The advisors include Da Cheng International Asset Management, Essence Asset Management, GF International Investment Management and BEA Union Investment Management.
The former three firms are subsidiaries of their respective mainland parents while BEA Union is a joint venture between the Bank of East Asia and Germany’s Union Asset Management.
The four firms received approval on 17 October, according to a statement from Amac.
Last month, the association announced that firms advising on SAR-listed stocks tradeable via the mainland-Hong Kong Connect are required to register with the Amac.
Setting up a firm in Hong Kong and holding licenses issued by the Securities and Futures Commission on advising on securities (type 4) and asset management (type 9) are the prerequisites for a firm to obtain Amac registration. The firms with the mentioned licenses are typically asset managers.
Amac registration enables a firm to be a qualified advisor to mainland institutions on Hong Kong equity investments, portfolio allocation and risk control. The onshore institutions that may require the service include mainland asset managers without research coverage of the Hong Kong stock market.
Rex Lo, managing director for business development at BEA Union Investment, told FSA that he believes the mainland financial regulators want tighter control of advisors involved in the Connect programme.
“It is a soft approach of the mainland regulators to monitor firms that provide services onshore yet out of its own jurisdiction,” said Lo.
The registration requirement is an extension of the regulator’s new guidelines, which aim to increase scrutiny of the mainland fund industry, he added.
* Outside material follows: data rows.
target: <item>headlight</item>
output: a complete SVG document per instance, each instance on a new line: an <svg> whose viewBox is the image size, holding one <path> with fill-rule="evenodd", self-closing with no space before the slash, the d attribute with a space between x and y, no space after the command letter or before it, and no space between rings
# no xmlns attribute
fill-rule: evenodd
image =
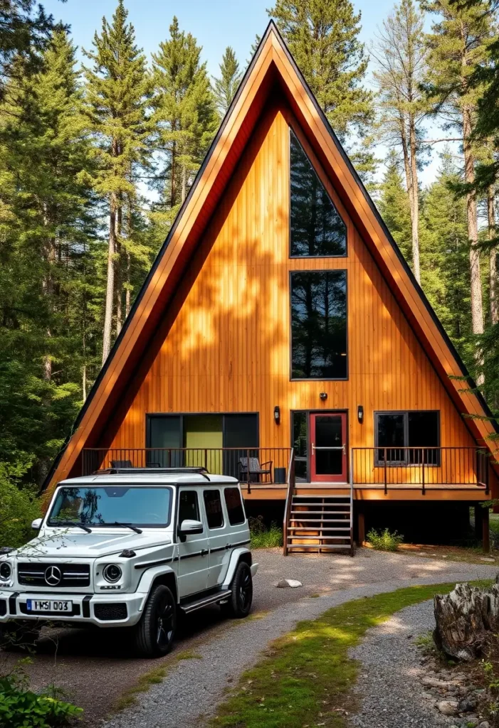
<svg viewBox="0 0 499 728"><path fill-rule="evenodd" d="M0 563L0 579L6 582L12 574L12 567L7 561Z"/></svg>
<svg viewBox="0 0 499 728"><path fill-rule="evenodd" d="M111 582L111 584L121 579L122 573L119 566L117 566L115 563L108 563L107 566L104 566L102 572L106 581Z"/></svg>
“As the regulator reckons the channel connecting the mainland and Hong Kong stock markets is becoming more popular as a mid- or long-term allocation, they want to regulate this part of cross-border flows by logging the activities reported by the advisors,” he said.
In fact, advisories for Hong Kong equities have existed for years. But there is a “missing link” in monitoring this particular part of the industry, said Lo, adding that the registration rule will help mainland asset managers find the more qualified advisors.
“The request for such registration clears up the grey area of whether a firm is a legitimate advisor or not,” he continued.
He believes foreign asset managers of a certain scale and research coverage for the asset class will welcome the idea.